The first time I tried Megaton in VR, the flight mechanics actually triggered my fear of heights. This was exacerbated by the fact that I was standing up, leaving little in the way of security for my panicking brain to latch on to. Although movement can be one of the biggest roadblocks for any VR game, the controls for this title allow a wide range of movement without much in the way of trouble. This is partly due to the inherent freedom of flight-based travel. Simulating a walk cycle is much more complex. Once I got the hang of careening across the globe as fast as Superman, I was introduced to the combat system. Piece by piece, you are gifted with more and more powers. Each of these new abilities comes with a combat mission which tests out your mastery of said power. On that note, those missions that are preceded by the acquisition of more than one ability? Heinous experiments in motion sickness. Actually, let’s set a moment aside for the merits of playing this game in virtual reality.

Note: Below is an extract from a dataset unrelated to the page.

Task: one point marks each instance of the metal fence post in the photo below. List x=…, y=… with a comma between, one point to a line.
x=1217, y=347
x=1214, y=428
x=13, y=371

With that headset on, you’re pitched atop a cosmic throne, plunging through the atmosphere faster than light and sound. You reach out your hands and level a starship with graceful ease. You’re absorbed by the rhythms of the universe, ready to change the fate of all life on Earth. You’re going to get sick. At least I did. While I’ve messed about with virtual reality games before, something about Megaton Rainfall pushed my sense of violent physical discord to new levels. This is, in all fairness, a testament to the excellent work done by the developers. There’s no cockpit between you and the obvious paradox your mind is attempting to resolve. You’ve rarely got any solid ground with which you can orient yourself. There’s just your ghostly limbs and a rapidly-changing environment tethered to a camera that doesn’t sit still for more than a second and a half. In short, no one would blame you if you made the switch to non-VR after the first 45 minutes. I have a hard time labeling this as a negative aspect of the game. In truth, it’s a beautifully-crafted roller-coaster with no size limit and no relief from the action. It’s just hard to play for long periods of time in VR mode, is all.

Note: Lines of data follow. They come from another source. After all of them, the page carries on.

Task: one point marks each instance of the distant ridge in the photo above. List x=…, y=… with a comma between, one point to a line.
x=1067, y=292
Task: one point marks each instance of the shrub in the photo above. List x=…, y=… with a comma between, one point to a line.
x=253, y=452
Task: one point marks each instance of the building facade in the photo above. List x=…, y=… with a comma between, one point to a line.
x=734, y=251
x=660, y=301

“While I’ve messed about with virtual reality games before, something about Megaton Rainfall pushed my sense of violent physical discord to new levels.”

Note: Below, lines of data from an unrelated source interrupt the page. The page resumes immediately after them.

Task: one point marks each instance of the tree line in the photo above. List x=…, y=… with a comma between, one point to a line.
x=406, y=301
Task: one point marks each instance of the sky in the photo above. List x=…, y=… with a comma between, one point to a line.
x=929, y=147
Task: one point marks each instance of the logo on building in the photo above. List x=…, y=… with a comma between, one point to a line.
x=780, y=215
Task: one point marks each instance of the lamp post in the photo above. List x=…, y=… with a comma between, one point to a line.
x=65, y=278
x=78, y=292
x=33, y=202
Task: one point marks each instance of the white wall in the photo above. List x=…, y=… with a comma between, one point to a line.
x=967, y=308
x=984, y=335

Once you take the headset off, you’re still left with a fairly fast-paced flight combat game on a grand scale. The environments are easier to navigate, the controls still function as intended and the battles are still intense. The regular game experience isn’t boring by any means, it’s just that the virtual reality version of the game is so elevated by comparison. Of course, there are a few things that slow this roller-coaster down. A little less than halfway through the game, you’re given the power to grab and throw things with telekinesis. Your mastery of this power is tested¬†against a fleet of invulnerable ships whose hulls can only be cracked by chucking bombs at them. Simple enough, right? Then they start dropping nukes. They look almost identical to the regular bombs, only bigger. What happens when you use one of these nukes to take out an invading ship? Why it annihilates the entire city! Sometimes, for extra fun, these ships will disappear into a forest of skyscrapers. You chase them fruitlessly, watching for the glow of a rogue explosive. Will it glitch out of existence? Or will you see the bomb’s pale shadow long enough for it to engulf a city’s worth of humans in radioactive hellfire? There’s almost no way to know the outcome! Also one of your weapons is stronger than four of those bombs going off at once, and the only difference between destroying a ship and a city is a slight adjustment in your aim.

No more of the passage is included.